Answer
$\sin\alpha=\frac{x}{\sqrt{x^{2}+1}}$
$\cos\alpha=\frac{1}{\sqrt{x^{2}+1}}$
$\tan\alpha=x$
$\csc\alpha=\frac{\sqrt{x^{2}+1}}{x}$
$\sec\alpha=\sqrt{x^{2}+1}$
$\cot\alpha=\frac{1}{x}$
Work Step by Step
Let $l$ be the length of the side with an unknown length.

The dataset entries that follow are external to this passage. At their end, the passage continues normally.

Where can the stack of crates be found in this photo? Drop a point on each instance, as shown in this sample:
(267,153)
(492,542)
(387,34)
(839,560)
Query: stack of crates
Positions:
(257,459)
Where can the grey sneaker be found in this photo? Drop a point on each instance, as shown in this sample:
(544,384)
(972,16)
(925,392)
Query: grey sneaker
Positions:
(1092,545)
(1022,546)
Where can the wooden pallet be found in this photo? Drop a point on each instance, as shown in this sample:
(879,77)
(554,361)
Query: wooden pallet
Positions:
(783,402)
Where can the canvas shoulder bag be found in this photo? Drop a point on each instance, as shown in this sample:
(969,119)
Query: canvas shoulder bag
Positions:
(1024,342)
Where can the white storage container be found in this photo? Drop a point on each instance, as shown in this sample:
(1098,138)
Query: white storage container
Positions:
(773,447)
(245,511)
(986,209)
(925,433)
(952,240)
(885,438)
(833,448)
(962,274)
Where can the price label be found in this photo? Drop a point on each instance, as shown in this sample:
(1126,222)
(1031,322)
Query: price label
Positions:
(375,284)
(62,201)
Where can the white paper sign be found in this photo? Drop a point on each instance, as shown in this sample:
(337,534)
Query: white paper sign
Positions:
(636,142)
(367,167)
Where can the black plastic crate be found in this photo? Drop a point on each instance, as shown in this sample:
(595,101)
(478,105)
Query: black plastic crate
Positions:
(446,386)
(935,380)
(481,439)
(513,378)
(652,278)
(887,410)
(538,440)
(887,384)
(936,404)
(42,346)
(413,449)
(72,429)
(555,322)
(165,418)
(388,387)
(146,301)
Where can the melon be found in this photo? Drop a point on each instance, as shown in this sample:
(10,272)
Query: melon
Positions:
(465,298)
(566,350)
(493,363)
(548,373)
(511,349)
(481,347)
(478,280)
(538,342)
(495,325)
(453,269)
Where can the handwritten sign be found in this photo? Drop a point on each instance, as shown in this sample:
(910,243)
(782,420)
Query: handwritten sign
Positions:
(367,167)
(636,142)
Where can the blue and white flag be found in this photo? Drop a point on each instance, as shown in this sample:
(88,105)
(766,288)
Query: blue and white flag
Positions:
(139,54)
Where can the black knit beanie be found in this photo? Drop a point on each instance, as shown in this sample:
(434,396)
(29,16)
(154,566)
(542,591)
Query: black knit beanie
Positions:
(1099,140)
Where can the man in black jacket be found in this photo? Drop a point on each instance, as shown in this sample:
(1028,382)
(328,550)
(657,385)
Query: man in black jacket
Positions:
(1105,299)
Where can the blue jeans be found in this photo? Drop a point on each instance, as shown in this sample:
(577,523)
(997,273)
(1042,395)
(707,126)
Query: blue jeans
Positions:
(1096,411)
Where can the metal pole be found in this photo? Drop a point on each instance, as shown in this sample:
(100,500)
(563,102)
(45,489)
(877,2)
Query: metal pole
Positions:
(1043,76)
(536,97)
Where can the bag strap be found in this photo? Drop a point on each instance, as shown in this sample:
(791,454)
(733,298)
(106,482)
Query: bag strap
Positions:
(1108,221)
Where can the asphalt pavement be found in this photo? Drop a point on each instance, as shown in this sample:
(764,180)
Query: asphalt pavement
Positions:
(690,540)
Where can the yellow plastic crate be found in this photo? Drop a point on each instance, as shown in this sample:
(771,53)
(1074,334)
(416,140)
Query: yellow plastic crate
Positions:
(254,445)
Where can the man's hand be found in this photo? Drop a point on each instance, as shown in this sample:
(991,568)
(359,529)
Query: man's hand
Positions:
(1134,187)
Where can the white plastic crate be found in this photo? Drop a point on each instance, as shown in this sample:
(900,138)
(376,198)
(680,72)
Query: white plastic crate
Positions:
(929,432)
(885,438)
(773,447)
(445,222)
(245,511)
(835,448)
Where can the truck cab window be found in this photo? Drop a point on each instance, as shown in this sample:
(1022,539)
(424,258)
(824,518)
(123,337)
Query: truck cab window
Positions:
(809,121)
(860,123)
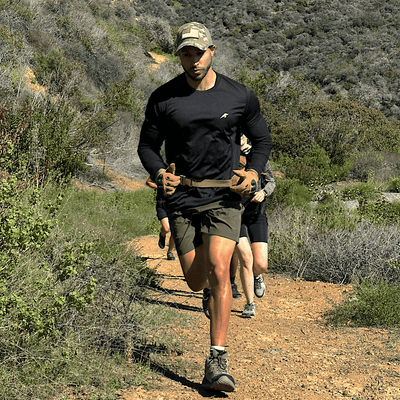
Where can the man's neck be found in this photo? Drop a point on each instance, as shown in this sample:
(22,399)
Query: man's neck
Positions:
(206,83)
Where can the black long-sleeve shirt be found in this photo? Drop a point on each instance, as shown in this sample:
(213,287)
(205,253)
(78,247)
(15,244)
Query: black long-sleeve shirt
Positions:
(202,130)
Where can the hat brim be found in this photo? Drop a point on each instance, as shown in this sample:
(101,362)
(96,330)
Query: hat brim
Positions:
(192,43)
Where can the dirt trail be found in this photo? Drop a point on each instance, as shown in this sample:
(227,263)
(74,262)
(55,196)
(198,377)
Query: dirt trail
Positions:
(285,352)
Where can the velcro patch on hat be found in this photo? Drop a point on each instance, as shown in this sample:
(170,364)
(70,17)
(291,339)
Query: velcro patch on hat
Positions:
(192,33)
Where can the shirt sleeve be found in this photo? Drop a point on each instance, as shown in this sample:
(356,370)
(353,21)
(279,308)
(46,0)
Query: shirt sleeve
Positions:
(151,140)
(270,183)
(256,129)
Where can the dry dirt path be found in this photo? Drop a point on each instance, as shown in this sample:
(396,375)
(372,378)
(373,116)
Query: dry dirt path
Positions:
(285,352)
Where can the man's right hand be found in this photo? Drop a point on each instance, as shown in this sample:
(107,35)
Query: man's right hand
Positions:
(167,181)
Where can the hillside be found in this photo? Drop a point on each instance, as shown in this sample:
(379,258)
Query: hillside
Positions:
(298,53)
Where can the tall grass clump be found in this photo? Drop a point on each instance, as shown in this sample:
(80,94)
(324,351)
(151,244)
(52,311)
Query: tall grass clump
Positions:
(303,245)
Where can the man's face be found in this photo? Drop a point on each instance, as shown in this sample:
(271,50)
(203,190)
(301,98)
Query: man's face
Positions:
(196,62)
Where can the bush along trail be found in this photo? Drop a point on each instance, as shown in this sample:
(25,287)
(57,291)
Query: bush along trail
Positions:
(287,351)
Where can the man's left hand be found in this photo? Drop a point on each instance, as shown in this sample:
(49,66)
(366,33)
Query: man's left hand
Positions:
(258,197)
(244,182)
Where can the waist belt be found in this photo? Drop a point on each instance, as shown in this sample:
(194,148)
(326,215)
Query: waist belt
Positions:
(205,182)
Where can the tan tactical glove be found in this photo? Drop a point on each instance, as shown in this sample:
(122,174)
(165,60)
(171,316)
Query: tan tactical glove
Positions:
(244,182)
(167,181)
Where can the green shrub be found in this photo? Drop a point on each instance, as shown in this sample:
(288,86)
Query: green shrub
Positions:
(330,213)
(289,192)
(36,141)
(380,212)
(316,168)
(369,305)
(362,192)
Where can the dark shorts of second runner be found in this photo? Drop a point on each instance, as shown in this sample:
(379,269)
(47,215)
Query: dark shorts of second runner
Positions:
(219,218)
(255,227)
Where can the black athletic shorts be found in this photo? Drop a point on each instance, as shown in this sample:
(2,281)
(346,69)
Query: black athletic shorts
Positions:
(219,218)
(255,226)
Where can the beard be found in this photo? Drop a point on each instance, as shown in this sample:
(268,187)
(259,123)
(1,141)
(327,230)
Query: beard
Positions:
(197,74)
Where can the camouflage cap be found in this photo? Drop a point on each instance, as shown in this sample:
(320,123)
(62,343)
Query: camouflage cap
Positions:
(193,34)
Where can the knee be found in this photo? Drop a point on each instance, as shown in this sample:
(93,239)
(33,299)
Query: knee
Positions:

$l=\sqrt{(\sqrt{x^{2}+1})^{2}-x^{2}}$
$l=\sqrt{x^{2}+1-x^{2}}$
$l=\sqrt{1}$
$l=1$
$\sin\alpha=\frac{opposite}{hypotenuse}=\frac{x}{\sqrt{x^{2}+1}}$
$\cos\alpha=\frac{adjacent}{hypotenuse}=\frac{1}{\sqrt{x^{2}+1}}$
$\tan\alpha=\frac{opposite}{adjacent}=\frac{x}{1}=x$
$\csc\alpha=\frac{hypotenuse}{opposite}=\frac{\sqrt{x^{2}+1}}{x}$
$\sec\alpha=\frac{hypotenuse}{adjacent}=\frac{\sqrt{x^{2}+1}}{1}=\sqrt{x^{2}+1}$
$\cot\alpha=\frac{adjacent}{opposite}=\frac{1}{x}$